Теперь, конечно, мне легко рассуждать о том, откуда и что у меня взялось. Менялась страна, менялся и я. Многое из действительности 199… года теперь ушло в прошлое и, кажется, никогда не вернётся. А вот в нынешней Твери, судя по сообщениям прессы (мог ли об этом мечтать бедный Иван Петрович?), вроде бы собираются восстанавливать разрушенный памятник воеводе Тверёву…
Я уже, конечно, знал тогда, в 1989 году, приступая к работе, что всё закончится «балалайкой», но путь к этому оказался довольно длинным.
Посвящается Марине
В чём нас испытывает мир, как нас соединяет судьба, что
мы можем на всё это сказать? Двигаться куда-то и не знать
причины собственного движения, не так ли?
Августин Гильермо Рохас
«Девонширская изменница»
Положение писателя, не умеющего или не способного угождать
людям, должно внушать сожаление. У такого художника выбор
тем несколько ограничен, так как настроенный антихудожественно
к обычным проявлениям жизни – болезни, радости, горю, любви,
труду, страстям и так называемым «достижениям» – человек становится
более противосоциальным явлением, чем профессиональный убийца.
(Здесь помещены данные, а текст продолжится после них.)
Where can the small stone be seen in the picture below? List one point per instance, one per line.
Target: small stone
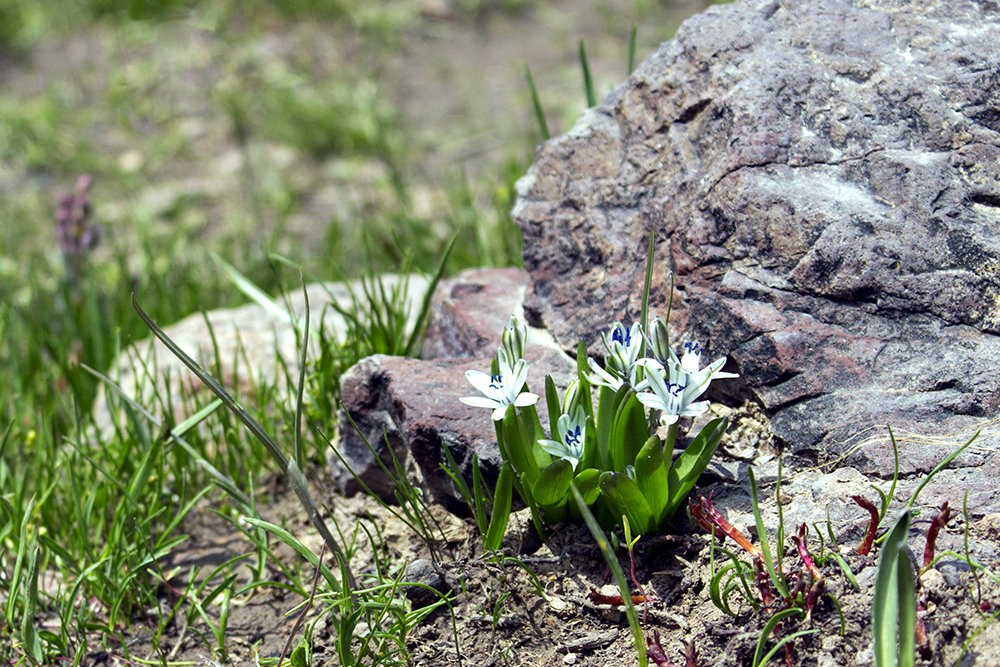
(426, 572)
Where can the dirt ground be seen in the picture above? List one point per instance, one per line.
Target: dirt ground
(558, 614)
(461, 91)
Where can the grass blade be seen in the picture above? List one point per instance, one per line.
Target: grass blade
(631, 50)
(539, 114)
(254, 293)
(588, 82)
(616, 568)
(765, 548)
(501, 509)
(887, 601)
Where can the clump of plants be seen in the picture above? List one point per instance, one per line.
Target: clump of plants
(604, 437)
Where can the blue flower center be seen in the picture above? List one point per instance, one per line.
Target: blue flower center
(623, 336)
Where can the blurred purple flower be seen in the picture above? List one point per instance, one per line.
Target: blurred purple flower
(76, 234)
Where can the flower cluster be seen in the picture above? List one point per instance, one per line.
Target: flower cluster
(502, 388)
(611, 453)
(75, 232)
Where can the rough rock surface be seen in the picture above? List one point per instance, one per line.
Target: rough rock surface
(253, 345)
(413, 404)
(823, 178)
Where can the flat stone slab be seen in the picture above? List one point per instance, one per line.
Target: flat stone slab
(822, 178)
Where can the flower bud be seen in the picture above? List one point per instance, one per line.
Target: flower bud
(659, 340)
(513, 337)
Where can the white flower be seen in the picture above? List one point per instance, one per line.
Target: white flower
(513, 337)
(673, 389)
(623, 354)
(502, 389)
(572, 431)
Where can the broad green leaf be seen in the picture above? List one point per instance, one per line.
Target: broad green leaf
(605, 420)
(630, 430)
(692, 462)
(588, 483)
(501, 509)
(765, 546)
(888, 618)
(625, 498)
(518, 452)
(552, 486)
(652, 478)
(552, 404)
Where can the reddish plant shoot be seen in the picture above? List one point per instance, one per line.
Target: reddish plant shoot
(937, 524)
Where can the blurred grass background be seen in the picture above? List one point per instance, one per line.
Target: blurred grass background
(349, 136)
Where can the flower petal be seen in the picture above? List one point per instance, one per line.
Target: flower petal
(526, 398)
(481, 402)
(480, 381)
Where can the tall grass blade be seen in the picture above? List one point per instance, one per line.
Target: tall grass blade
(254, 293)
(631, 50)
(588, 82)
(938, 468)
(765, 548)
(616, 568)
(501, 509)
(539, 113)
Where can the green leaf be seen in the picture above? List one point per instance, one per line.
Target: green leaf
(630, 430)
(616, 569)
(765, 633)
(692, 462)
(625, 498)
(765, 547)
(552, 404)
(653, 479)
(552, 486)
(588, 81)
(893, 602)
(588, 483)
(501, 509)
(582, 368)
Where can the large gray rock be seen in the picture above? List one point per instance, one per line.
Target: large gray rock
(247, 346)
(823, 178)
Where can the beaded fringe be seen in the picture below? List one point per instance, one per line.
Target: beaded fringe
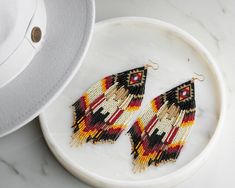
(102, 113)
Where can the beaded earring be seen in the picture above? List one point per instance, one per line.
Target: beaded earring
(104, 110)
(160, 132)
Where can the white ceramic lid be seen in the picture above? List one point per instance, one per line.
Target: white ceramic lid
(16, 46)
(118, 45)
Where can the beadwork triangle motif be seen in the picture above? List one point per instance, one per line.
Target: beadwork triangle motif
(161, 130)
(104, 110)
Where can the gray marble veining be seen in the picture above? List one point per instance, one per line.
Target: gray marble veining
(25, 160)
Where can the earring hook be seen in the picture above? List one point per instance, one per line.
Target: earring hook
(152, 65)
(199, 77)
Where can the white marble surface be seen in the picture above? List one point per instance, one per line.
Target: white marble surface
(25, 160)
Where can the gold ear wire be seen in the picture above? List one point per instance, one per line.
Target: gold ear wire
(152, 65)
(199, 77)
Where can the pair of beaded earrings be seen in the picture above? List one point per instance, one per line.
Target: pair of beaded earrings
(160, 131)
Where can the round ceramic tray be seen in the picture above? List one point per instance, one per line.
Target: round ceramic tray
(121, 44)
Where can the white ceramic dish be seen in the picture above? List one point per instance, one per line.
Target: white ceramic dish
(120, 44)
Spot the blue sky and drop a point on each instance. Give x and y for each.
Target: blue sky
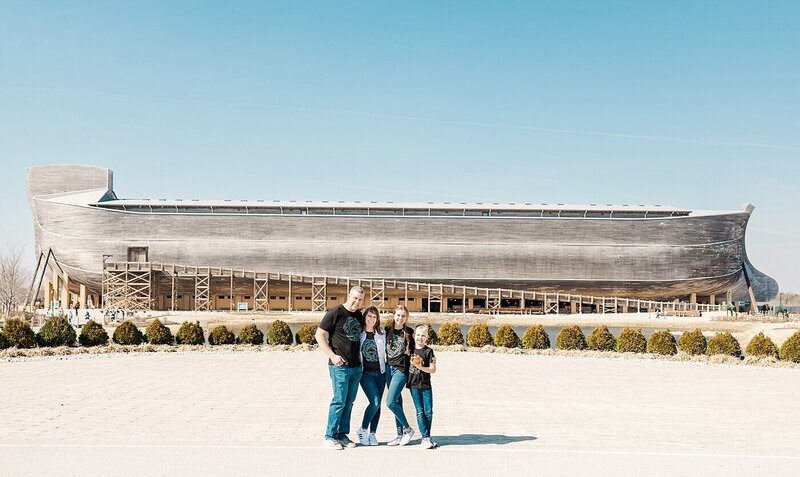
(691, 104)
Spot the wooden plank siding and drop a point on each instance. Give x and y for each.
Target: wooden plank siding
(660, 258)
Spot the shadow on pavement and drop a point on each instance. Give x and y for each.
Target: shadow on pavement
(480, 439)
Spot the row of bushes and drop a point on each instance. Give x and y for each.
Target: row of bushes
(58, 332)
(629, 341)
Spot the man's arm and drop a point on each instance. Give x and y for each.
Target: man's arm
(322, 340)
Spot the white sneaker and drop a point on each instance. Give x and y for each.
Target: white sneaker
(407, 435)
(332, 444)
(363, 436)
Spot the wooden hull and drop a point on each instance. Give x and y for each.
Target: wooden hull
(649, 258)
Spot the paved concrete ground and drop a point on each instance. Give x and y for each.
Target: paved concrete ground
(264, 414)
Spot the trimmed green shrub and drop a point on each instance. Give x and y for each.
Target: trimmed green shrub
(306, 335)
(790, 349)
(479, 335)
(158, 333)
(535, 337)
(190, 333)
(506, 337)
(631, 341)
(19, 333)
(724, 343)
(250, 334)
(662, 342)
(56, 332)
(762, 345)
(450, 334)
(279, 333)
(433, 338)
(692, 342)
(571, 337)
(127, 334)
(600, 339)
(220, 335)
(93, 334)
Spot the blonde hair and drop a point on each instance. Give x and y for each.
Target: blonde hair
(406, 334)
(401, 307)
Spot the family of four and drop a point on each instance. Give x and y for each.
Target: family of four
(361, 352)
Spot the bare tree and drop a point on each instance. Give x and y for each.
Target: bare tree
(14, 278)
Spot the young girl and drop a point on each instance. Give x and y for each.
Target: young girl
(373, 379)
(399, 343)
(423, 364)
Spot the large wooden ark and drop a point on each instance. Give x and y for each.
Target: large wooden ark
(646, 252)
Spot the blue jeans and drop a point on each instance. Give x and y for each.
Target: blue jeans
(372, 382)
(423, 401)
(396, 381)
(345, 387)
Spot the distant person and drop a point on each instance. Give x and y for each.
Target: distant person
(399, 344)
(423, 364)
(373, 378)
(339, 337)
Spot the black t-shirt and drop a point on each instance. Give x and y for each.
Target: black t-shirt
(396, 342)
(369, 353)
(344, 333)
(417, 378)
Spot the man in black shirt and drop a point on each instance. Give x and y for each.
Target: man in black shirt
(339, 337)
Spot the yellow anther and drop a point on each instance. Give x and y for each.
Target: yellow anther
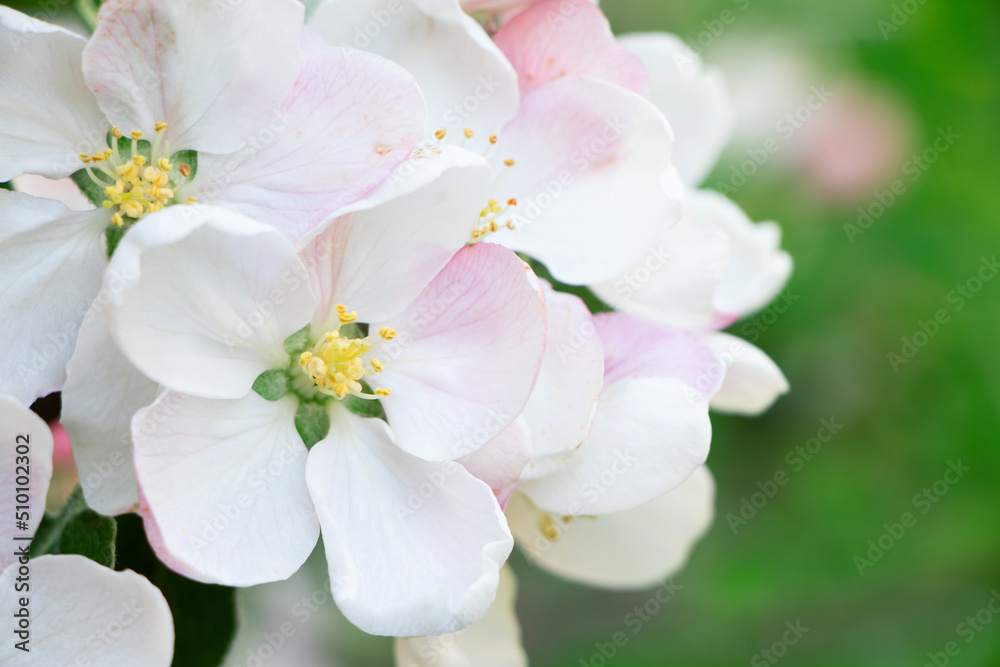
(548, 527)
(128, 171)
(131, 208)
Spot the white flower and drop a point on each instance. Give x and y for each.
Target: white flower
(74, 611)
(170, 103)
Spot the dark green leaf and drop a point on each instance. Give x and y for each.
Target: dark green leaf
(204, 615)
(77, 529)
(312, 421)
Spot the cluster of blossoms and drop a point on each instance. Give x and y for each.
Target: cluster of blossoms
(302, 299)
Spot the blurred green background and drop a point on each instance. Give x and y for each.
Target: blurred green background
(794, 561)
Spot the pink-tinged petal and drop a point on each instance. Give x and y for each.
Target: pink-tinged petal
(102, 392)
(50, 269)
(466, 354)
(24, 435)
(758, 268)
(692, 97)
(559, 38)
(63, 189)
(590, 176)
(464, 77)
(203, 299)
(380, 256)
(350, 119)
(649, 434)
(500, 461)
(676, 283)
(635, 348)
(415, 549)
(632, 549)
(753, 382)
(493, 641)
(225, 486)
(215, 72)
(49, 114)
(85, 614)
(562, 405)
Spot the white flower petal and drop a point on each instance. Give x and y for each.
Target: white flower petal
(631, 549)
(465, 79)
(224, 484)
(85, 614)
(380, 256)
(465, 356)
(349, 121)
(49, 114)
(677, 281)
(207, 298)
(201, 67)
(102, 392)
(500, 461)
(758, 268)
(413, 547)
(692, 97)
(27, 453)
(753, 381)
(648, 436)
(562, 405)
(50, 269)
(493, 641)
(590, 159)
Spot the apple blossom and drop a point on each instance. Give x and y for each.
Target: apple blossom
(67, 609)
(172, 103)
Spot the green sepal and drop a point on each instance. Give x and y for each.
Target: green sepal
(113, 235)
(364, 407)
(92, 191)
(190, 158)
(77, 529)
(312, 421)
(272, 385)
(297, 343)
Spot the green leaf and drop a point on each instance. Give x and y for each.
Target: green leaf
(190, 158)
(312, 421)
(204, 615)
(272, 385)
(297, 342)
(90, 189)
(113, 235)
(77, 529)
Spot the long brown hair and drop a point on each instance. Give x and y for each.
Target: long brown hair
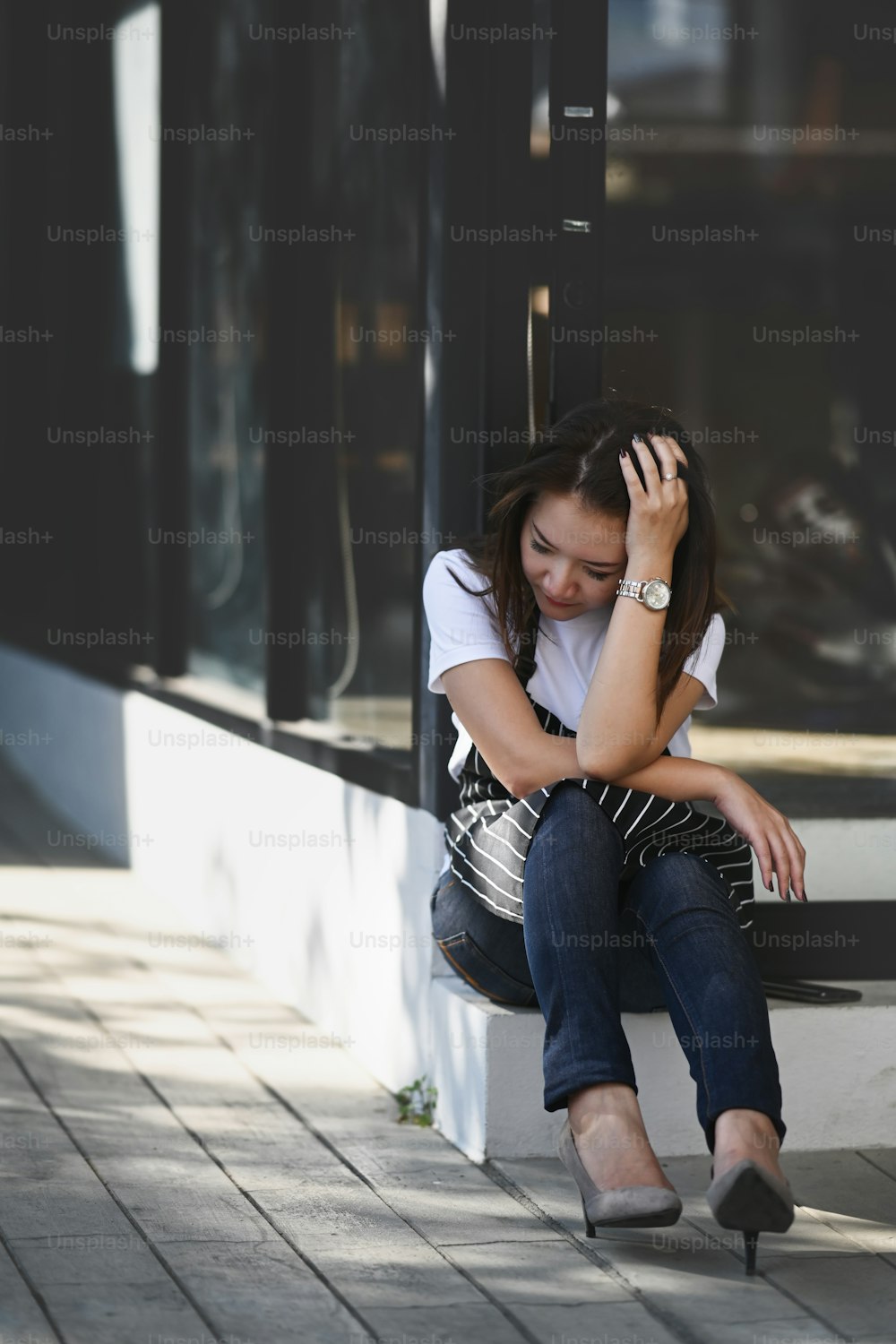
(579, 456)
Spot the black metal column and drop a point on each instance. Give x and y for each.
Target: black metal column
(578, 167)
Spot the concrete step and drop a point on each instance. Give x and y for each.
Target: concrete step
(836, 1062)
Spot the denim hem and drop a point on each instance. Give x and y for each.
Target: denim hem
(557, 1097)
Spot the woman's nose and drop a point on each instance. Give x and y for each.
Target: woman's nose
(560, 583)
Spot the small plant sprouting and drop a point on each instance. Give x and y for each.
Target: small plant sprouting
(417, 1102)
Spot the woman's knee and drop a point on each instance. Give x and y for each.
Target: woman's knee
(578, 814)
(680, 881)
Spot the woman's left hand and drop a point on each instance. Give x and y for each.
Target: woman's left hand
(769, 831)
(659, 513)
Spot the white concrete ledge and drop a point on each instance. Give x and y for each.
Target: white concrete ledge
(836, 1066)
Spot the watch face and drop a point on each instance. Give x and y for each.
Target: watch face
(656, 594)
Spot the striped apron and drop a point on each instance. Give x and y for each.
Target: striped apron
(489, 835)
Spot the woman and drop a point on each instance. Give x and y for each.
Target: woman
(578, 876)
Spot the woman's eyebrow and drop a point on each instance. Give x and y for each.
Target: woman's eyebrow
(594, 564)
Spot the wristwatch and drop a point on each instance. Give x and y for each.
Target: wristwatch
(653, 593)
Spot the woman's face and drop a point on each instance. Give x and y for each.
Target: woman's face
(573, 556)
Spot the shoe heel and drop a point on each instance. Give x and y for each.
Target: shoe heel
(750, 1252)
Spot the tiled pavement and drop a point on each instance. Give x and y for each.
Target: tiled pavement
(187, 1159)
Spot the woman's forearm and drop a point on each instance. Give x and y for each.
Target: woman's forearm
(624, 683)
(676, 779)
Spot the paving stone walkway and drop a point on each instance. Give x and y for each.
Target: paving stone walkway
(185, 1159)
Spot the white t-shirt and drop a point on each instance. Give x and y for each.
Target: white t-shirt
(461, 631)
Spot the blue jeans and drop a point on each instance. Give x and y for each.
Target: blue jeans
(583, 956)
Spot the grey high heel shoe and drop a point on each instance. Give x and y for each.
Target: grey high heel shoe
(751, 1201)
(630, 1206)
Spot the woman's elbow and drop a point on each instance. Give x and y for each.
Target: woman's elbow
(614, 763)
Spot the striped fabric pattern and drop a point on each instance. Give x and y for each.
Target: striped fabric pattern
(489, 835)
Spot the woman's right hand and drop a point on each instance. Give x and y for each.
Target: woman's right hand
(769, 832)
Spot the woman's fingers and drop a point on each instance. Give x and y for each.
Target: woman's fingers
(788, 859)
(668, 452)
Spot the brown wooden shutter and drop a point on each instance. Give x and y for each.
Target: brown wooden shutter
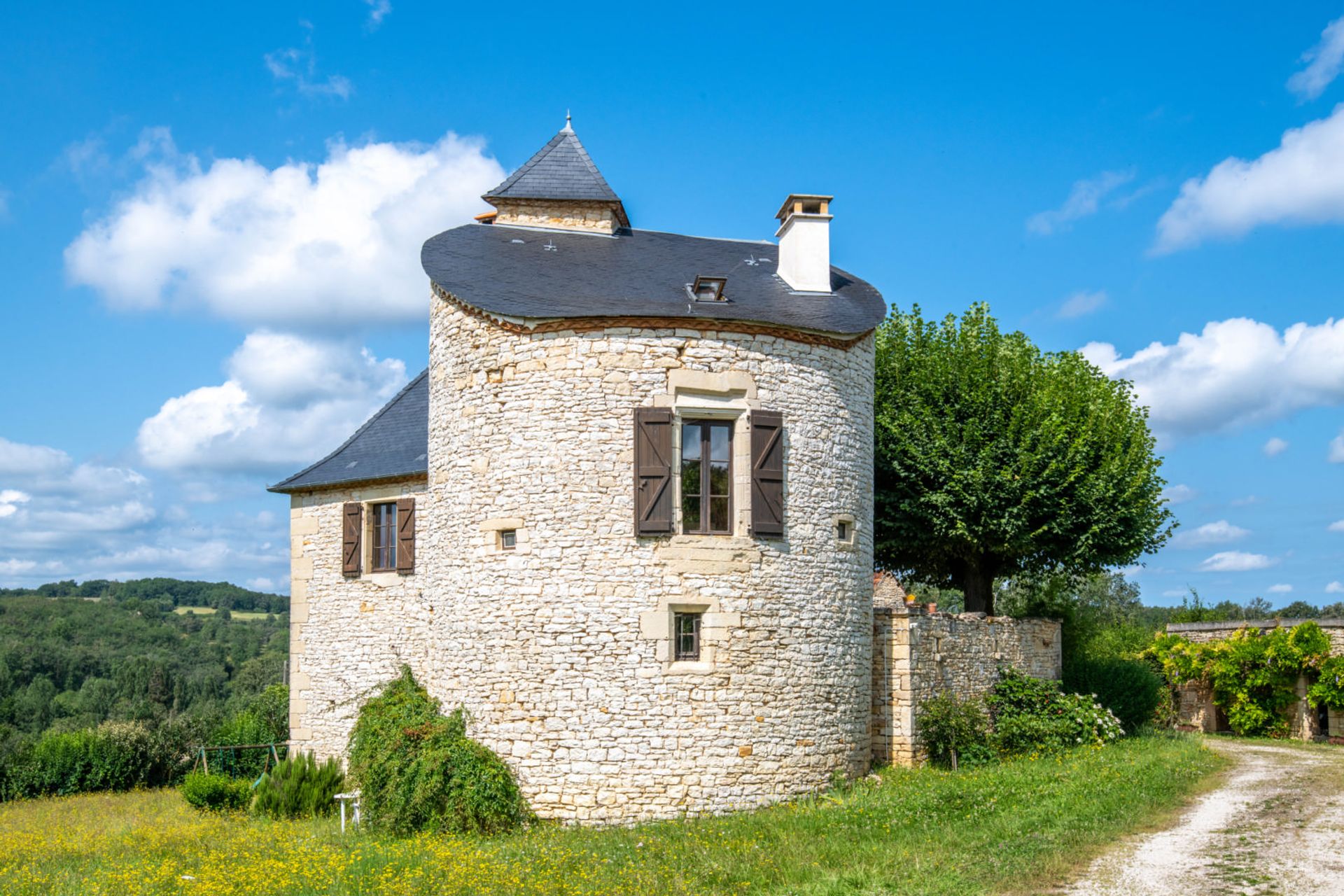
(652, 470)
(353, 530)
(406, 535)
(766, 473)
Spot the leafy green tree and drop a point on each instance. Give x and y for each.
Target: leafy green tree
(995, 458)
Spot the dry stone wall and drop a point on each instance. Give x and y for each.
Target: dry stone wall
(920, 654)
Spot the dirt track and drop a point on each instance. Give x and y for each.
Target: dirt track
(1276, 825)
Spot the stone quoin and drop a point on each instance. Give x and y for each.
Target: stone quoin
(625, 516)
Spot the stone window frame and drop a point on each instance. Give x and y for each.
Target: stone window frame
(492, 540)
(850, 543)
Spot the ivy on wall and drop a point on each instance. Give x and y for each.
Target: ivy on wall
(1254, 673)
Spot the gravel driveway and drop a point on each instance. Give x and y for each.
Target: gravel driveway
(1275, 827)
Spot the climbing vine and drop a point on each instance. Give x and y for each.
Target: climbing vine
(1254, 675)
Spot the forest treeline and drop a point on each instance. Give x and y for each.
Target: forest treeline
(74, 664)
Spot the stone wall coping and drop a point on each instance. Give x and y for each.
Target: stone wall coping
(1231, 625)
(923, 610)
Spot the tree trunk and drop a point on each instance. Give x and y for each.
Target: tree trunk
(977, 587)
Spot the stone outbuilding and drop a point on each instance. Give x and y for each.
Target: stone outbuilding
(1195, 708)
(625, 516)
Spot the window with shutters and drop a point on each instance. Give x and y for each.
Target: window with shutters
(707, 477)
(384, 536)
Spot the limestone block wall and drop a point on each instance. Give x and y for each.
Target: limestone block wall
(559, 649)
(347, 636)
(920, 654)
(1195, 707)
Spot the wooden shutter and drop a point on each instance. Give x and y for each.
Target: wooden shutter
(652, 470)
(353, 530)
(406, 535)
(766, 473)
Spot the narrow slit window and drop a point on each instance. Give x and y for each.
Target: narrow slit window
(686, 631)
(385, 536)
(707, 477)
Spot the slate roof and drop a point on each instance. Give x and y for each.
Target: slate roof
(519, 272)
(394, 442)
(561, 169)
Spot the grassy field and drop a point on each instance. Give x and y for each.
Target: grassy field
(206, 612)
(1006, 828)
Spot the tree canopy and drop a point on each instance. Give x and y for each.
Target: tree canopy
(995, 458)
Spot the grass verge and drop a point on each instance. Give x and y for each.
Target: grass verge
(920, 830)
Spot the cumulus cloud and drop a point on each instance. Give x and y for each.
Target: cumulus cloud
(378, 11)
(1233, 374)
(1219, 532)
(300, 245)
(1298, 183)
(1084, 199)
(286, 400)
(1082, 302)
(1236, 562)
(298, 66)
(1323, 64)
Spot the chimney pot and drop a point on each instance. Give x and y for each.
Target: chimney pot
(806, 242)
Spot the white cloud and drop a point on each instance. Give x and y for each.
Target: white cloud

Не может быть ничего оскорбительнее для читателя, как равнодушие к его нуждам: это понятно; вместе с тем писатель антисоциальный не может принудить себя к гуманистическому изображению быта; то, что он пишет, замкнуто само в себе, подобно ударам колокола в глухой пещере.
А. С. Грин
Это, в сущности, маленькая история, но сквозь неё просвечивает время.
Михаил Анчаров
Часть первая
Глава первая
Доблесть и геройство
Был у него «друг». Это так в отделе говорили Гостеву, определив их видимые отношения, – «твой друг», – и он понимал эту видимость, как вынужденную необходимость рабочего дня, вечером совершенно исчезавшую. Приехав на работу к восьми, высидев до половины девятого в терпеливом ожидании самого себя для какого-нибудь труда, Гостев выходил из отдела и становился в конце коридора у холодного окна, смотрел, как к крыльцу соседнего здания подъезжал старенький трестовский автобус, а из него выскакивал он и, закрываясь рукой в перчатке от ледяного ветра, поднимался вслед за остальными приехавшими к припорошенной снегом двери, чтобы за ней пропасть до обеда. В обед встречались в столовой, за той же дверью, но этажом ниже, в подвале; садились вместе, разговаривали о чём-то – самые близкие друг для друга на всей территории треста люди, хотя прежде, в студенческое время, Гостев знал своего бывшего сокурсника вполне шапочно и никогда не имел с ним разговоров. Длилось так чуть более трёх месяцев. В январе начал работать Гостев – только тогда нашлось ему место в тресте в ответ на его отказ выехать в район по распределению, – а в конце апреля он остался один. Приобретённый по обстоятельствам «друг» уволился, сумев как-то зачеркнуть обязательность трёхгодичной отработки.
Апрель стоял солнечный и уже достаточно жаркий. Как-то тихо и без особой грязи стаяло то, что оставалось от зимы, и казалось, если взять горсть земли в руку и сжать, то она рассыплется, станет прахом, – настолько была сухой. Средняя температура дня в отделе была повыше, чем на улице, так что Гостеву хотелось спросить у кого-нибудь: а что же летом будет? Но все были заняты… День разогревался ещё и за чужой счёт: сухим отщёлкиваньем костяшек на счётах Ивана Петровича, геодезиста, который скептически относился к электронике; нарастающим ворохом бумаг на столе у Вероники Алексеевны, пожилой женщины, занимающейся сметами; раскалёнными разговорами по телефону Льва Александровича, начальника: в них непременные обещания с пафосом, извинения, похожие на оперные арии, стихотворные оды и какие-то абсурдные монологи; постоянными уходами и приходами Лиды, техника, с обязательным хлопаньем дверью (сквозняк) и словесным камнепадом, сливающимся с грохотом ссыпаемого за окном щебня.